Nordic Mine
- Location: Elliot Lake, Ontario, Canada; 46°22′47.66″N 082°35′11.19″W﻿ / ﻿46.3799056°N 82.5864417°W;
- Products: Uranium
- Production: 13 Mt ore
- Opened: 1956
- Closed: 1968 (mine) 1990(mill)
- Company: Rio Algom

= Nordic Mine =

Uranium mine in Elliot Lake, Ontario, Canada

The Nordic Mine, is an abandoned uranium mine in the Elliot Lake area of Ontario, owned by Rio Algom Ltd. The site has been rehabilitated and its tailings facility is currently undergoing environmental monitoring by Denison Environmental Services.

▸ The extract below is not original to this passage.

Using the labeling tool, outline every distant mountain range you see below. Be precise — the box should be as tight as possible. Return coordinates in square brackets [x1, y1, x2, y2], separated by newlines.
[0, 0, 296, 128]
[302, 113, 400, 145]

The site was in operation from 1957 to 1968, during which time it produced 12 million tonnes of tailings. The mill continued to process ore from the Quirke and Panel mines until 1990.

Although underground production ceased in 1968, the Dry-and-Pack section of the mill was active for 2 more decades along with several offices and a Security Gatehouse. The property also became a temporary graveyard for derelict and neglected vehicles from various Rio Algoma apartment parking lots, mine parking lots and trailer park left-overs as people were coming and going during the crazy boom days of the late 1970s and early 1980s.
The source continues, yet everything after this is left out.